In contrast, none of the antibodies for various moieties of HSPG, including the heparin/heparin sulfate side chain and the core protein, detected any signal in the crystals or OM in Oc90 wt or null vestibules (Figures 4C, 4D). There was faint staining on the luminal surface of the epithelia. The antibodies detected HSPG in cartilage (labeled as “C”), consistent with the literature that HSPG is a major proteoglycan in cartilage and bone. Nerve fibers (“N”) were also stained. D M B proteoglycan assay, which detects the sulfated glycosaminoglycan chains of all proteoglycans, showed no significant difference in the total proteoglycan content in the epithelia (including attached matrices) of Oc90 wt and null mice (Figure 4E). Since KSPG was the predominant proteoglycan in the epithelial and matrix tissues of the vestibule, the total KSPG amount was therefore estimated to be similar between the two genotypes, confirming the findings from fluorescent immunostaining.

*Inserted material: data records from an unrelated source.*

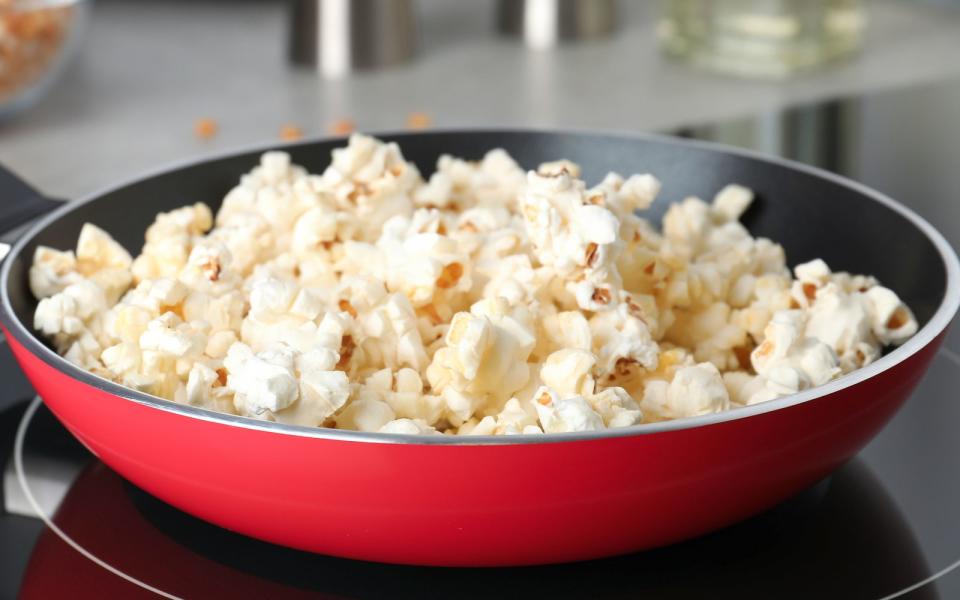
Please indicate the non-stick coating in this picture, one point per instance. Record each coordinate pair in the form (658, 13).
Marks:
(810, 216)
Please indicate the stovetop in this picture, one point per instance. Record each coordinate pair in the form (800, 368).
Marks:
(881, 525)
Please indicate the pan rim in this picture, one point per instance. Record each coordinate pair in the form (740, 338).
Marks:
(926, 335)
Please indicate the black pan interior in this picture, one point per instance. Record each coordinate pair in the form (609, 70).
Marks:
(810, 216)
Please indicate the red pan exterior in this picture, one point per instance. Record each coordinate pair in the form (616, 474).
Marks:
(476, 505)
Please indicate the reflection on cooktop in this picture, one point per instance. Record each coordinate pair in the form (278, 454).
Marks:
(842, 538)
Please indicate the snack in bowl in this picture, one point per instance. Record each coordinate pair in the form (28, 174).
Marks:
(483, 300)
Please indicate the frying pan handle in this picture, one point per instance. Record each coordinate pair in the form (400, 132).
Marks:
(19, 202)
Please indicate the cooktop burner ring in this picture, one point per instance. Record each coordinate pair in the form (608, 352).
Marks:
(23, 477)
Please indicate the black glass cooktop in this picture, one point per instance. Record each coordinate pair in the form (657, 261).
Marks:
(885, 524)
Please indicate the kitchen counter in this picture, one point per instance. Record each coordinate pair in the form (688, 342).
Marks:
(149, 69)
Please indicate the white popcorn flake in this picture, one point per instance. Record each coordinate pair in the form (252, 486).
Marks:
(51, 271)
(264, 383)
(695, 390)
(487, 300)
(408, 427)
(731, 202)
(569, 414)
(890, 319)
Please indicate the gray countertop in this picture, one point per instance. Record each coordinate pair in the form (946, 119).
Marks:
(148, 70)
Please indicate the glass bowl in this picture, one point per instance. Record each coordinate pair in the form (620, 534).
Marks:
(37, 39)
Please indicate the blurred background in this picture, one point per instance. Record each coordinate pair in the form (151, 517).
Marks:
(92, 92)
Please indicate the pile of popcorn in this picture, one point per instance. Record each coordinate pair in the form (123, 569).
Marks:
(484, 300)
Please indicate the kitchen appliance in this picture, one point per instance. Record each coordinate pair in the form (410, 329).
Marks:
(520, 500)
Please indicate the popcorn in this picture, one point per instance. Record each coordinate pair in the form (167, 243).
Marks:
(570, 414)
(484, 301)
(731, 202)
(890, 319)
(484, 360)
(621, 342)
(51, 271)
(408, 427)
(695, 390)
(169, 240)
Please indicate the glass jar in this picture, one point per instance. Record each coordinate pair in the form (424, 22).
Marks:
(761, 38)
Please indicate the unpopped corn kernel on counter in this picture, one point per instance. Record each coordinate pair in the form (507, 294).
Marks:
(483, 300)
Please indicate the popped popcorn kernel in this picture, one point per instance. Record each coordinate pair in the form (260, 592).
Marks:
(483, 300)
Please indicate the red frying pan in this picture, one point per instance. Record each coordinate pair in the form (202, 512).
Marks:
(515, 500)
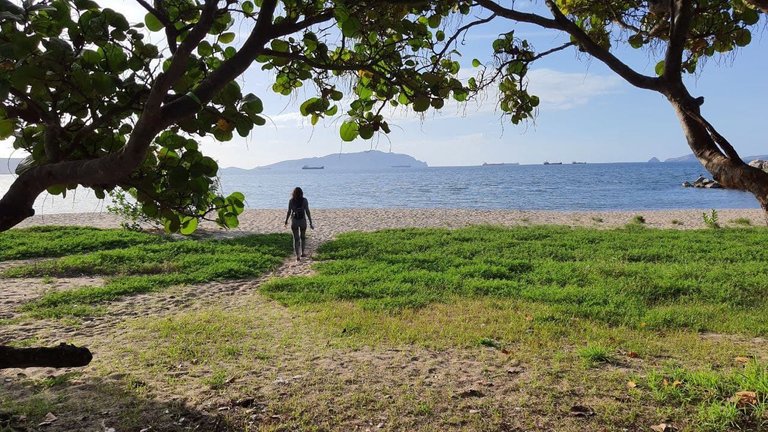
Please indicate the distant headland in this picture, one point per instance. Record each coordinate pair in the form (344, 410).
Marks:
(371, 159)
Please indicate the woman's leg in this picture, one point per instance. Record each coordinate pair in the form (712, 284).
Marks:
(303, 238)
(296, 239)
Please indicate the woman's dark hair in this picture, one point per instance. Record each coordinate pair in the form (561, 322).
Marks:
(297, 194)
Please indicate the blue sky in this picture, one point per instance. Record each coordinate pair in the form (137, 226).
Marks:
(587, 114)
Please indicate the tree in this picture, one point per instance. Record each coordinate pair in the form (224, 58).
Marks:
(94, 104)
(687, 32)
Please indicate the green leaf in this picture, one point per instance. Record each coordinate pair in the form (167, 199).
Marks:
(348, 130)
(366, 132)
(230, 220)
(188, 226)
(350, 27)
(434, 21)
(421, 104)
(227, 37)
(153, 24)
(6, 128)
(204, 49)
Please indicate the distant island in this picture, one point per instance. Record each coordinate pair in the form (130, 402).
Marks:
(371, 159)
(692, 158)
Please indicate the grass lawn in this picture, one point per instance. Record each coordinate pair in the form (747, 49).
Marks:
(482, 328)
(132, 262)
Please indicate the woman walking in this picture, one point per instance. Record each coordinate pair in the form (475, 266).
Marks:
(298, 211)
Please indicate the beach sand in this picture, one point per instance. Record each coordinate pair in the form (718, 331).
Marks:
(330, 222)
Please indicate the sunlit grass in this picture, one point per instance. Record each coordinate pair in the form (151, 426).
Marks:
(703, 280)
(136, 263)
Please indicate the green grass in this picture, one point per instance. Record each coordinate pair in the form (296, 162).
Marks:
(712, 393)
(702, 280)
(742, 221)
(138, 263)
(593, 355)
(56, 241)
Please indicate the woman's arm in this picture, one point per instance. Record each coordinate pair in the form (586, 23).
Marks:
(309, 216)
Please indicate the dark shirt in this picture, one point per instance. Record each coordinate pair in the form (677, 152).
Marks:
(297, 211)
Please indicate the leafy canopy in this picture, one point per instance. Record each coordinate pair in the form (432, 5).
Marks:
(77, 82)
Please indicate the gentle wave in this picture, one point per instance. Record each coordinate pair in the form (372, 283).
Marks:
(617, 186)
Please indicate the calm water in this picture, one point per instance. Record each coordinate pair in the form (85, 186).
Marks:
(617, 186)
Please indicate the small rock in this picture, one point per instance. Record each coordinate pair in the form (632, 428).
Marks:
(48, 420)
(245, 402)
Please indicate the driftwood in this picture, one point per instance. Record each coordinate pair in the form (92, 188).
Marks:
(64, 355)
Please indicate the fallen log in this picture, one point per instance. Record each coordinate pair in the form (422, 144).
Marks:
(64, 355)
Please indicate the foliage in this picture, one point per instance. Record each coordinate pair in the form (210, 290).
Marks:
(711, 219)
(141, 263)
(647, 279)
(84, 91)
(593, 355)
(133, 218)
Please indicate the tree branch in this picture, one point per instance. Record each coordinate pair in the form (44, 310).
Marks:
(681, 12)
(602, 54)
(514, 15)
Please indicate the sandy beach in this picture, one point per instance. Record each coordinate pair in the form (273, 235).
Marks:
(330, 222)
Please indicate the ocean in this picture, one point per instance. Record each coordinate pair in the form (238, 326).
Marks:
(567, 187)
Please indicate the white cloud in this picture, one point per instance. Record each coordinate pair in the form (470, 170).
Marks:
(564, 90)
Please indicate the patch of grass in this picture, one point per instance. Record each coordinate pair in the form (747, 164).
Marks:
(593, 355)
(741, 221)
(139, 263)
(57, 380)
(714, 395)
(56, 241)
(648, 279)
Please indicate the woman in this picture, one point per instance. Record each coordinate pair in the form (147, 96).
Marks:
(298, 211)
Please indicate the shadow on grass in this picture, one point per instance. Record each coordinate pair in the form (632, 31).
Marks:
(119, 402)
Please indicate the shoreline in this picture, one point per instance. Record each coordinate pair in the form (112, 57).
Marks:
(329, 222)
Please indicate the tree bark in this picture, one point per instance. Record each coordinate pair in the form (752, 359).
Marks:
(63, 355)
(731, 172)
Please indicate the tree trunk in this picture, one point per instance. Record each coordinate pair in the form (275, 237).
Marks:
(731, 172)
(61, 356)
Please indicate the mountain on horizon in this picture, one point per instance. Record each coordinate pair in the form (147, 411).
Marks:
(692, 158)
(370, 159)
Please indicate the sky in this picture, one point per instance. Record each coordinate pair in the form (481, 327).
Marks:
(587, 113)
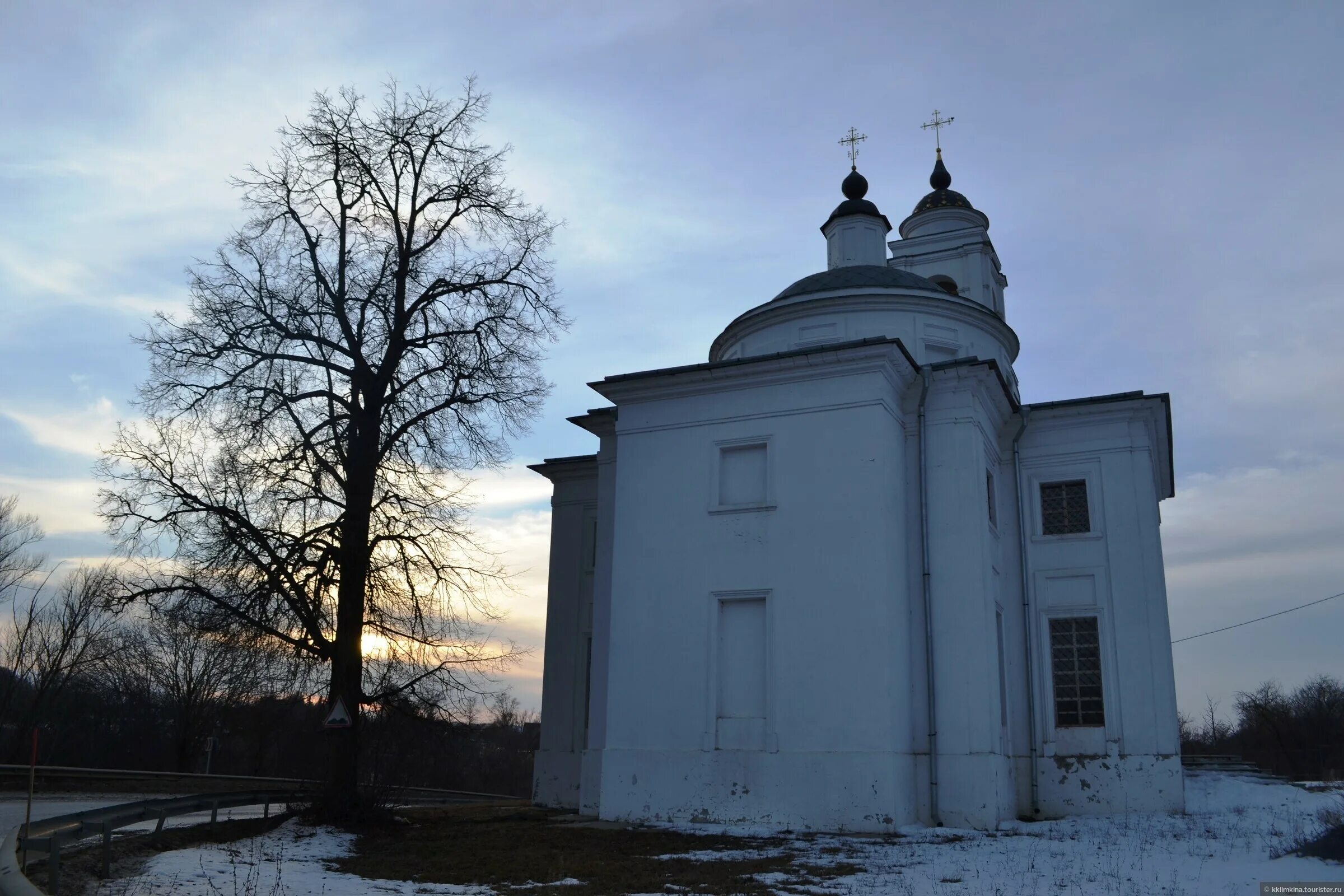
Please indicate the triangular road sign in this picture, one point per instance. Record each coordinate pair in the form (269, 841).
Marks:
(338, 716)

Calbindin D28K, an otoconial component in some but not all species (Usami et al. 1995;Karita et al. 1999;Balsamo et al. 2000;Piscopo et al. 2004), was not detected in wt or Oc90 null murine otoconia either by immunostaining or Western blotting, while strong signals were seen in hair cells, ganglia, nerve fibers, and cartilage (date not shown). The present immunostaining results agree with previous reports that the protein is localized within afferent neuronal components in sensory organs, where it may regulate Ca2+ levels for optimal neurotransmission in the primate, other mammalian and avian auditory and vestibular systems (Usami et al. 1995;Buckiova and Syka 2009).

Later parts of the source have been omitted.